What it means to live humanly well is what Isaiah is calling for in a community that seeks justice, rescues the oppressed, defends the orphan and pleads for the widow. Living humanly well is what the writer of Hebrews suggests as what having faith means. Faith is not just a feeling or a mood, but a kind of understanding or knowing that God loves us, and that such love is proper because we are creatures of God’s creating. Likewise, to do the job of being human, and do it well, is what Jesus refers to as the Kingdom that God desires to make real in those whose lives are prepared to receive it. There are some who limit the goal of human living to various subsets of moral activity, concluding that following particular rules and abiding by specific ethical teaching is equivalent to living well. What I am suggesting is that while moral behavior is part of our goal for living as human beings, the deeper reasoning evident in our readings is not reducible to only moral considerations: again, to simply exist as a human is to have a goal, and this goal includes not just our actions, but also the reasons for our actions, the shape of the communities to which we belong, and way we are open or not to showing love to friends, neighbors and even enemies. Such a goal is more than a series of choices; it means that in the midst of our complex lives and world, there are myriad purposes for us to explore, and a single goal towards which we are drawn. The significance being that as we grow deeper into living humanly well, the better we see ourselves as sharing in the mystery of goodness and joy that are gifts of God.

To claim that to be human means to have a goal, and this goal is a life with God shared through a community of goodness and joy, is to claim the same things as Isaiah does with Israel, and Jesus does for his disciples when they reminds us of God’s desire to shape us into God’s people who are invested in the work of salvation, justice and worship. This work – the job of being human – is discoverable at one level as we consider the kind of life that we might consider full and rich. Yet, it is God’s good pleasure to reveal and help us see the broader and deeper implications of our humanity through the gift of faith. And what faith does is show us that is that our journey to God as our goal is not completed under our own power. Through learning to see our way in the world by means of divine goodness and joy, we begin to recognize that as we journey, we are sometimes subtly, sometime surprisingly, being drawn to what we were made for: the eternal love which is the Father. What we discover is that all along, the closer we come to God, the more we learn what our humanity is all about.

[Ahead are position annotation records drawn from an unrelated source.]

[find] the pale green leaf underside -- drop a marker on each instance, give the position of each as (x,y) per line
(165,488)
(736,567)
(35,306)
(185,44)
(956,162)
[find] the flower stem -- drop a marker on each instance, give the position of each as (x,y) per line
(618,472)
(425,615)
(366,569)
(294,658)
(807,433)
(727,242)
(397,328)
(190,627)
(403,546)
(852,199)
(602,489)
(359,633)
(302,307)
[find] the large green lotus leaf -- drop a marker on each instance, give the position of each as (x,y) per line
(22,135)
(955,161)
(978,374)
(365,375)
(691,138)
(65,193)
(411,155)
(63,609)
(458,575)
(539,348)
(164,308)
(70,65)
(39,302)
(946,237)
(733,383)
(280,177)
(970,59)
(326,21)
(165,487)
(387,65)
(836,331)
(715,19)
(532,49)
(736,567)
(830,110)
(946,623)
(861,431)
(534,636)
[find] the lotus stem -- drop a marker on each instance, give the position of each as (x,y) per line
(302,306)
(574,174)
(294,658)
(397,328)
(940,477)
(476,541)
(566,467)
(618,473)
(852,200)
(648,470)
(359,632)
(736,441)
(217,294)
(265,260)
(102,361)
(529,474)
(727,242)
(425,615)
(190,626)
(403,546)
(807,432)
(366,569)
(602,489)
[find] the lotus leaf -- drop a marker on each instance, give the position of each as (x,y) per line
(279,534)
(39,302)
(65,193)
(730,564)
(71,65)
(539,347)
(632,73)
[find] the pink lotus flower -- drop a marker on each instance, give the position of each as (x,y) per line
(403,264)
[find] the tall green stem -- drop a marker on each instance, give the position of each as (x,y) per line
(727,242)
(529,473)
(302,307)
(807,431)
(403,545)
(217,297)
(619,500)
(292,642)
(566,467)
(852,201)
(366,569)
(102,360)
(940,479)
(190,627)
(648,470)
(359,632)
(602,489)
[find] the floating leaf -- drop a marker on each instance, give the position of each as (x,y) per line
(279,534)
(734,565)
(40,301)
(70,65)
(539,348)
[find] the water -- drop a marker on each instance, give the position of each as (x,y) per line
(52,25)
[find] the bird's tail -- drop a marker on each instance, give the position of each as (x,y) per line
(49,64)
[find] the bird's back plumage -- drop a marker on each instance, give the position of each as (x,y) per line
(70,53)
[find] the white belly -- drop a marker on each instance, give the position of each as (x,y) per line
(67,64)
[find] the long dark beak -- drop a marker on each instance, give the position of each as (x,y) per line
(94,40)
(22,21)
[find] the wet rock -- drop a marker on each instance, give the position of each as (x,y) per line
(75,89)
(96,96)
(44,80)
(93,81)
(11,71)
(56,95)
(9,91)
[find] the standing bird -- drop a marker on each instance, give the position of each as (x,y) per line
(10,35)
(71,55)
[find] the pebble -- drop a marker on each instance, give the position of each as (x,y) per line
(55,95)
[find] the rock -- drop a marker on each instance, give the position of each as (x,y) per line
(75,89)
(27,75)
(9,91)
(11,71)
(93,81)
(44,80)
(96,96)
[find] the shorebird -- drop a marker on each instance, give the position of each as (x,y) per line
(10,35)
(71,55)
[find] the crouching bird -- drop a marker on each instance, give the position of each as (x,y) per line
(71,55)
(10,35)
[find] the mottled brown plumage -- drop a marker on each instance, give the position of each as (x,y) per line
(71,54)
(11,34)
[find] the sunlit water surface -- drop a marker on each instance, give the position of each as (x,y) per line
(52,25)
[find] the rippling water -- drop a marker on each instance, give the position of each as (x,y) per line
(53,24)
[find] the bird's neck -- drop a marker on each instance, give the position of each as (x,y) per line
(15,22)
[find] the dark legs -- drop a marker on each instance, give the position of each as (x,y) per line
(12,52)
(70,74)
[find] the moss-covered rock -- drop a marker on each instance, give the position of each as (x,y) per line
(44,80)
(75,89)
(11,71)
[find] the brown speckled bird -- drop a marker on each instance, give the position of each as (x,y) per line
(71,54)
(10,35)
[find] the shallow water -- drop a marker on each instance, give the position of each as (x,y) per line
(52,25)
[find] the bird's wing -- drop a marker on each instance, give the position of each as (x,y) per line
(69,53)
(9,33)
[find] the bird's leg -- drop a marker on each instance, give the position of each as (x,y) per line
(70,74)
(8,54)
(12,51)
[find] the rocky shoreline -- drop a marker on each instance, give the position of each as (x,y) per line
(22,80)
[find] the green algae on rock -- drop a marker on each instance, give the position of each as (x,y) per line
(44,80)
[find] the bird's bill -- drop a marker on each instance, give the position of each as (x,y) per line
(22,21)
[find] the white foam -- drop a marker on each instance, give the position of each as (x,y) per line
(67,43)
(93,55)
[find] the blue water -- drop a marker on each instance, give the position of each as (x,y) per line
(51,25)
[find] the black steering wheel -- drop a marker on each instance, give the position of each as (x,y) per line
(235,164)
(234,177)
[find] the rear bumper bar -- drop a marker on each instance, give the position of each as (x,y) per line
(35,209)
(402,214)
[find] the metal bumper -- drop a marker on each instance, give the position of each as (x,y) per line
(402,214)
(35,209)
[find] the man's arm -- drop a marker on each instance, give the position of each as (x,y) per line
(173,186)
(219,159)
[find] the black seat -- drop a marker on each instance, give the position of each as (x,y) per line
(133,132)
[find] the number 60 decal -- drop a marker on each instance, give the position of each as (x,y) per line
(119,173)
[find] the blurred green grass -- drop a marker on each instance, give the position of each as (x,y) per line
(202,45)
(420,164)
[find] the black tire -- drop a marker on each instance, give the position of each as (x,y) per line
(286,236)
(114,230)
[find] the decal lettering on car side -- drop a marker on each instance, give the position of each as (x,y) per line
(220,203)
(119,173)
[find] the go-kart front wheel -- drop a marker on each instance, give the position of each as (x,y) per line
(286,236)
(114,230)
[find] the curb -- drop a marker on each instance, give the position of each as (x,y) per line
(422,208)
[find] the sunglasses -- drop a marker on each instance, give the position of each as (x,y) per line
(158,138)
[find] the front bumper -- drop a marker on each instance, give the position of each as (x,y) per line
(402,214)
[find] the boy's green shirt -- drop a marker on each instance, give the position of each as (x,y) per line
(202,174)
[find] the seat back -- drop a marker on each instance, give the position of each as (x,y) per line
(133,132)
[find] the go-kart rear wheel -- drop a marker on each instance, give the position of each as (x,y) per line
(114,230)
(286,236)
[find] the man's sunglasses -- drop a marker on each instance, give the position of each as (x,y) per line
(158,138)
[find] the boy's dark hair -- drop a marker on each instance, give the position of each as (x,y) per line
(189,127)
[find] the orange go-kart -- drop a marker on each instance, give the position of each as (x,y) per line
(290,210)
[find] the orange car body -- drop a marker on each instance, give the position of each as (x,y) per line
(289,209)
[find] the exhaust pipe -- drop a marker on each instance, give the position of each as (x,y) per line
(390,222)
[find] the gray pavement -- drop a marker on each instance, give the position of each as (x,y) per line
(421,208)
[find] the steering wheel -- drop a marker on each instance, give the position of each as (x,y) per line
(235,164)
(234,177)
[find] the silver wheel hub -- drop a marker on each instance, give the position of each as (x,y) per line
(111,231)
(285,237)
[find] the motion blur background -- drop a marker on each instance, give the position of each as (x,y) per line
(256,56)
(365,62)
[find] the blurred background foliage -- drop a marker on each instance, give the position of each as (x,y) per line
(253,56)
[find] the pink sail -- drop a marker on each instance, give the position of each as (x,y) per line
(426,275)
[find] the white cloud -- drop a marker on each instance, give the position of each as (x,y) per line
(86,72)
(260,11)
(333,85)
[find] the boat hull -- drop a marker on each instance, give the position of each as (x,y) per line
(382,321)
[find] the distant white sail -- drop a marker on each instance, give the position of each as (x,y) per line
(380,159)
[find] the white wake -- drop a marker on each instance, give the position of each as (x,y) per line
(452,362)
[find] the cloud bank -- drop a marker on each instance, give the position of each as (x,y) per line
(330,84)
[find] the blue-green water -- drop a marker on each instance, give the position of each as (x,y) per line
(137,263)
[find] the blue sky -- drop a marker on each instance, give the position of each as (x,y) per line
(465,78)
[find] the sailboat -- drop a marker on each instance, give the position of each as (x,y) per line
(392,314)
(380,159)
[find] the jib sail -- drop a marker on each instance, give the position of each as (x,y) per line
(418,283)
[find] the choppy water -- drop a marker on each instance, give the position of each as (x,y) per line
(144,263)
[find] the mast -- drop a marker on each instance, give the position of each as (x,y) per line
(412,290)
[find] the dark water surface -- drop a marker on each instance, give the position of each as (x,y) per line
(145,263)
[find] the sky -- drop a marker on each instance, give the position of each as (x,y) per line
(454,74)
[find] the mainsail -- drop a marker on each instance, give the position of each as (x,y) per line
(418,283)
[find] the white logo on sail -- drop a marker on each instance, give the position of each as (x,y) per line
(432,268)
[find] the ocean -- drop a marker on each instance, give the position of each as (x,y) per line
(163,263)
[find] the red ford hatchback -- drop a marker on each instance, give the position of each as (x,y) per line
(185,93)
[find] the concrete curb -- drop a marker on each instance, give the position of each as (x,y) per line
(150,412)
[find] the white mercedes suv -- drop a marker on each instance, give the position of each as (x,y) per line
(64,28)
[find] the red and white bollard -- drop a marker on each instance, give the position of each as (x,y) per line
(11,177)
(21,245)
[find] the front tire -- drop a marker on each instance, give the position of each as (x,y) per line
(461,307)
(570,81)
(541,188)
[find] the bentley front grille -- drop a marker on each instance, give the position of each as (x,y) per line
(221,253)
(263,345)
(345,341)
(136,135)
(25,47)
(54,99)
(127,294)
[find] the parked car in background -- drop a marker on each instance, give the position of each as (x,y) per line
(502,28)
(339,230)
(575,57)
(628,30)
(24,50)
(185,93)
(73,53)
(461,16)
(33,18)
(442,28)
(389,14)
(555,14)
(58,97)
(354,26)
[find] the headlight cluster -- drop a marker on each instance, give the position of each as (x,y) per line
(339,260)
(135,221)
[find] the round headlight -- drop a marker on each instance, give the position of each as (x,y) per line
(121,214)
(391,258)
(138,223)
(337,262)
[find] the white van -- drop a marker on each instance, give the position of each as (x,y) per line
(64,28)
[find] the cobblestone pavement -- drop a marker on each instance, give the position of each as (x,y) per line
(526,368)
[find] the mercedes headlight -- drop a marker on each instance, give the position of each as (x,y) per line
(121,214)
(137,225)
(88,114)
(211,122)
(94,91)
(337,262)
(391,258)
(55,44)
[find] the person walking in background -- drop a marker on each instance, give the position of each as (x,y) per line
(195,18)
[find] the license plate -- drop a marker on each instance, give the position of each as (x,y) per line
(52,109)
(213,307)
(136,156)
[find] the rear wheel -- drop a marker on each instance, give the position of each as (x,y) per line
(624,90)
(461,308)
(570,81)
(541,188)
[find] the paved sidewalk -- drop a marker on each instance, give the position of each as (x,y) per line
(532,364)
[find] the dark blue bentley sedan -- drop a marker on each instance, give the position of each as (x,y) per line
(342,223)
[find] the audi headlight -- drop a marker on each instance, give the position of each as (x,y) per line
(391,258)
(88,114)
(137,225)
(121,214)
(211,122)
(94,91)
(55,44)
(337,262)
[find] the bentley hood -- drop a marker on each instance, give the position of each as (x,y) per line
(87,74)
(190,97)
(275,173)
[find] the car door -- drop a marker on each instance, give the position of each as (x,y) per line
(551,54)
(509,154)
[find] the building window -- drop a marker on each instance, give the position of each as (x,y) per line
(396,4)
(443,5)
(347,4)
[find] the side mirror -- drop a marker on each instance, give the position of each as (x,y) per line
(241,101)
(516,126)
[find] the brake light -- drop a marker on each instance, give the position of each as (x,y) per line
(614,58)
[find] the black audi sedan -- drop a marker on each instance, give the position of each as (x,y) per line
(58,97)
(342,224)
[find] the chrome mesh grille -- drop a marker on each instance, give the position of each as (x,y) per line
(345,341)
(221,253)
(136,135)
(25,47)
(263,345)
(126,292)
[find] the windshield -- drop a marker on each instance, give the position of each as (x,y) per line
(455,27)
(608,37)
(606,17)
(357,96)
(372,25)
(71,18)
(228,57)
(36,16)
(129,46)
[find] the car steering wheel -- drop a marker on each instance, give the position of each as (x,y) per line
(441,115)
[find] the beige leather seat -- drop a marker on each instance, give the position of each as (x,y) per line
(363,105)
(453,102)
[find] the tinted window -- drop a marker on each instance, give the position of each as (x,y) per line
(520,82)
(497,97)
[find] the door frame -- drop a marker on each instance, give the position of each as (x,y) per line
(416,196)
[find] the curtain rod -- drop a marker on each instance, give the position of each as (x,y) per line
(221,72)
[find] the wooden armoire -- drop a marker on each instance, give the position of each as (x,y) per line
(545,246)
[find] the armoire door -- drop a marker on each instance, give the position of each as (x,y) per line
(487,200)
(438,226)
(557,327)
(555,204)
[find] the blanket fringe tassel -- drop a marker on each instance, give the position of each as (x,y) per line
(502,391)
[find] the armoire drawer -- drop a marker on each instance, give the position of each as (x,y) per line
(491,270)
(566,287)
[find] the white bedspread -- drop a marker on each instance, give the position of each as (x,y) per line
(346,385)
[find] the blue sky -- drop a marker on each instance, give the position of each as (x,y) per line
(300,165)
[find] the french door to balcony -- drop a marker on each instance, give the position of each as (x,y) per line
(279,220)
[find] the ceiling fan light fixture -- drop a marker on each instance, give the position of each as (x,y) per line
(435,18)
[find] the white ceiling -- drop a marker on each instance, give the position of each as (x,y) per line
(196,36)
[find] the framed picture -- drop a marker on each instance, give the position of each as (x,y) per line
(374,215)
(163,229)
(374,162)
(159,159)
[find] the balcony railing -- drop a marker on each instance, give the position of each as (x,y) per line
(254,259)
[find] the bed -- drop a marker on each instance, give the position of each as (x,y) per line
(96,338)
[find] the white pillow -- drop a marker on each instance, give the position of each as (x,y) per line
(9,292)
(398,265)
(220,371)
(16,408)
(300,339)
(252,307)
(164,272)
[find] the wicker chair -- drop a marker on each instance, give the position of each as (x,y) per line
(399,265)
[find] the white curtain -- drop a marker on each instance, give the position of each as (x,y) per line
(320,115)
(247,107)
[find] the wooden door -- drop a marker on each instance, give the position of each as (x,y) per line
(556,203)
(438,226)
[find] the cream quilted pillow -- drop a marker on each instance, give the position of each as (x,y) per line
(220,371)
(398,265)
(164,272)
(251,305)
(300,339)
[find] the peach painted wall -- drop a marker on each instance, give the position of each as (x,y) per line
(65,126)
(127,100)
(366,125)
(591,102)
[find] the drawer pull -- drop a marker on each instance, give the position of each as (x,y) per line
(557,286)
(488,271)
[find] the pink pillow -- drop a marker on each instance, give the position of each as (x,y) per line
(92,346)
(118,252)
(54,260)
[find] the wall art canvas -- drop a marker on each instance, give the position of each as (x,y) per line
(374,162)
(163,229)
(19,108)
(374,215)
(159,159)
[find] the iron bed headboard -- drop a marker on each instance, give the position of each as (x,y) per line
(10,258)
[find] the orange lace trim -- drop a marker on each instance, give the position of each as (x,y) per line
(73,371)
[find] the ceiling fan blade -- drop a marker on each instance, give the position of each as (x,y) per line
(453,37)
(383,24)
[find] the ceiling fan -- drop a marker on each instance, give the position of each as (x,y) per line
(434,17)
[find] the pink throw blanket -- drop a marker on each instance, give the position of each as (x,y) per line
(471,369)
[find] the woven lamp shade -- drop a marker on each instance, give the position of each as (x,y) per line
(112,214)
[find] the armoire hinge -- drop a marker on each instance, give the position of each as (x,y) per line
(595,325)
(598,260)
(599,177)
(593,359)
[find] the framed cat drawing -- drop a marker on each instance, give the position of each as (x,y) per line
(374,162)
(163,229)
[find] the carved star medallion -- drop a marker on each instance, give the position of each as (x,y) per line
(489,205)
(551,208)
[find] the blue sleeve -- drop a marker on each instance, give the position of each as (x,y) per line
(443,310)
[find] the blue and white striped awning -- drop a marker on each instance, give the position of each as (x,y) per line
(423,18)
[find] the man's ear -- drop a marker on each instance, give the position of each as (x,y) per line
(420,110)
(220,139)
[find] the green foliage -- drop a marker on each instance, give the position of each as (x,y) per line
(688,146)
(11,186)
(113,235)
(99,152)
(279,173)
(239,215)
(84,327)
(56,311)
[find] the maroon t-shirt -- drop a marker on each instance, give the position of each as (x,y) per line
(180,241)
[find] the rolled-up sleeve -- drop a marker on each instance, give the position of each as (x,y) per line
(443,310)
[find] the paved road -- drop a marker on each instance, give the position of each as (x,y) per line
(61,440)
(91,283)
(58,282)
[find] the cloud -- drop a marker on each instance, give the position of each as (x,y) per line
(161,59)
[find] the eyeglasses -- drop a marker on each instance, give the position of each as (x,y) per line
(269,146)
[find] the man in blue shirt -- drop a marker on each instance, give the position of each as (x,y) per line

As people, we not only have purpose, we have an end to which our life is moving. What we do and say, how we live and who we love is not inconsequential, for all of our decisions shape our lives in one way or another. What doesn’t change is the path on which the fullness of humanity is learned and lived. The good news that is presented in scripture, is that it is God’s desire that we grow into living well, and this is neither a reward for good behavior nor a carrot placed before us as we travail. God in Christ has opened the way for us to reach our proper end. For in Christ, we discover the fullness of human life; a life that is perfected in faith by the delight of God.